Il giorno dopo l’annuncio delle dimissioni di Mario Monti, sul Corriere della sera compare l’ennesimo articolo di fondo, questa volta a firma di Roger Abravanel, che ci ricorda con le sue argomentazioni un fronte della sfida aperta dal Pd per una sinistra riformista che voglia proseguire il suo cammino di emancipazione dal pensiero delle destre. È proprio nel mantra del merito e della meritocrazia declamato in questo caso da Abravanel, infatti, che troviamo uno dei campi di questa battaglia politica e culturale. La questione del merito, agitata come un’arma minacciosa, sia dentro che fuori il perimetro della sinistra, è stata forse in questi anni una delle maggiori sconfitte culturali dei progressisti.

Il merito e la sua declinazione sociale, la meritocrazia, sono stati il grimaldello con cui il neoliberismo ha attaccato e disarmato il cuore della politica della sinistra sia social-cristiana che social-democratica europea: l’uguaglianza e di conseguenza gli strumenti con cui perseguirla. Se era difficile elevare la disuguaglianza a valore per la costruzione di una società più giusta e dunque minare le politiche tese a ridurla, proprio perché della riduzione delle diseguaglianze si erano caricate nella loro stessa identità le forze dei progressisti che vinsero la battaglia della costruzione del welfare state nel secolo scorso, allora serviva un paravento ideologico dietro cui nascondere la vergogna dell’ingiustizia sociale.

Ecco dunque avanzare il merito come strada per il superamento di inefficienze e sprechi dovuti all’intervento pubblico. Ecco la meritocrazia presentarsi come la strada con cui sterilizzare il contrasto degli interessi nella società, trasformando il conflitto sociale nella gara dei meritevoli. Così, poco alla volta, la sinistra si è trovata nell’angolo, accusata di un egualitarismo che pure, di fatto, non le apparteneva. Tutti gli strumenti pensati per ridurre il divario tra deboli e forti sono diventati qualcosa di sporco e di ignobile, dipinti come un freno alla libera espressione del merito.

Anche le forme di partecipazione organizzata alla vita pubblica, partiti e sindacati, sono state presentate come fattori di inefficienza e corporativismo. Poco importa se alla prova dei fatti il merito abbia coinciso con la condizione economica della famiglia di provenienza. Proprio nei paesi indicati a modello dagli ideologi della meritocrazia, Stati Uniti e Regno Unito, scopriamo oggi che l’ascensore sociale è più fermo, mentre al contrario dove troviamo maggiore mobilità sociale è più forte l’intervento pubblico e il welfare, come nei paesi scandinavi e nell’Europa continentale.

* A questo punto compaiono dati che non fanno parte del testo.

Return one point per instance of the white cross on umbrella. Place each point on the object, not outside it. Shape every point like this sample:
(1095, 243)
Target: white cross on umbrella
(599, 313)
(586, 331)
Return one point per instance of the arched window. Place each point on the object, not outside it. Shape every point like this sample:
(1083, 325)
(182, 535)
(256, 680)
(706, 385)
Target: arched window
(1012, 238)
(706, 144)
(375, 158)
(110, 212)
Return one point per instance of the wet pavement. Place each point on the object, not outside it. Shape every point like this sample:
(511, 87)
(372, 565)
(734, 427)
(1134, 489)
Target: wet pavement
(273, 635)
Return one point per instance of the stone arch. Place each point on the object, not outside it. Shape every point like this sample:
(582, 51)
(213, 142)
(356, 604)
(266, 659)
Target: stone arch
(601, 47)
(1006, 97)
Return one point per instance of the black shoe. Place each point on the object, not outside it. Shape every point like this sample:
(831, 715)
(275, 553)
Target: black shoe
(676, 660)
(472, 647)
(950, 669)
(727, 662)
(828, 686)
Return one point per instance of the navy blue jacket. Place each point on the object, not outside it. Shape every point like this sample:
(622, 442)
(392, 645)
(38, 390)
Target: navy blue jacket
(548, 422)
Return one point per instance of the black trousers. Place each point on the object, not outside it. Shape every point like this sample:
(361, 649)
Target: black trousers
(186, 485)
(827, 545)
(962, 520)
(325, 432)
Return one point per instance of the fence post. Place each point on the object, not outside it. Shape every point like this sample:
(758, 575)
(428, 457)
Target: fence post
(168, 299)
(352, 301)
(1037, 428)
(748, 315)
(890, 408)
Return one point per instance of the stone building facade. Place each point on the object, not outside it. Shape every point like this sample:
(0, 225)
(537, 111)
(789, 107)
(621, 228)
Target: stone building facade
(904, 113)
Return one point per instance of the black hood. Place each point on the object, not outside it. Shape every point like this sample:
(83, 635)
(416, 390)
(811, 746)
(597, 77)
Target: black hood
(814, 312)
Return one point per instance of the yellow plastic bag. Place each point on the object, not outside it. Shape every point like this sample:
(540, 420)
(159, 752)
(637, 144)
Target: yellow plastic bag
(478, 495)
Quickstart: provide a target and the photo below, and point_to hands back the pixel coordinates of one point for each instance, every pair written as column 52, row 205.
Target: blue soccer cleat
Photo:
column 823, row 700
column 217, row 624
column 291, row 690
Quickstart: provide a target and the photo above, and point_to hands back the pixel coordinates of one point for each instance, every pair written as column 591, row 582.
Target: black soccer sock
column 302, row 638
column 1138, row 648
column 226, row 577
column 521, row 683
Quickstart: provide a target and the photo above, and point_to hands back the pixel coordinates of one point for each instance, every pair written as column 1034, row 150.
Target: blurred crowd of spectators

Nel nostro Paese, afflitto contemporaneamente dalle politiche neoliberiste e da un corporativismo dalle radici antiche, abbiamo visto i call center riempirsi di laureati, mentre i concorrenti dei reality show per una serata in discoteca erano retribuiti dieci volte lo stipendio mensile di uno di quei preparatissimi precari. Alla fine di questi trenta anni di pensiero unico dovrebbe essere chiaro che non esiste un merito oggettivo: se si lascia senza difesa il punto di vista del più debole, prevale quello del più forte.

Una sinistra in grado di tornare a guardare avanti dovrebbe ripartire dalla Costituzione, che recita all’articolo 3, secondo comma: “È compito della Repubblica rimuovere gli ostacoli di ordine economico e sociale, che, limitando di fatto la libertà e l’eguaglianza dei cittadini, impediscono il pieno sviluppo della persona umana e l’effettiva partecipazione di tutti i lavoratori all’organizzazione politica, economica e sociale del paese”. Nel proseguire l’opera che deve consolidare l’enorme capitale democratico prodotto dalle primarie (operazione necessaria pena la sua volatilizzazione, come abbiamo già visto in passato), al Pd sarà essenziale riflettere sulla Costituzione, il frutto più maturo delle culture da cui è nato. Ben più utile della stanca religione del merito, che alla prova dei fatti non ha promosso i più meritevoli, ma i più forti.

Questa battaglia, come quella sulla questione meridionale e sulle riforme istituzionali, va combattuta con lo sguardo rivolto in avanti, senza subalternità agli ultimi decenni e con le radici piantate nella società, ritrovando il coraggio della verità. Perché la ragione dell’esistenza delle forze progressiste è l’idea che partendo dal punto di vista dei più deboli si costruisce una società migliore per tutti: più efficiente e più giusta.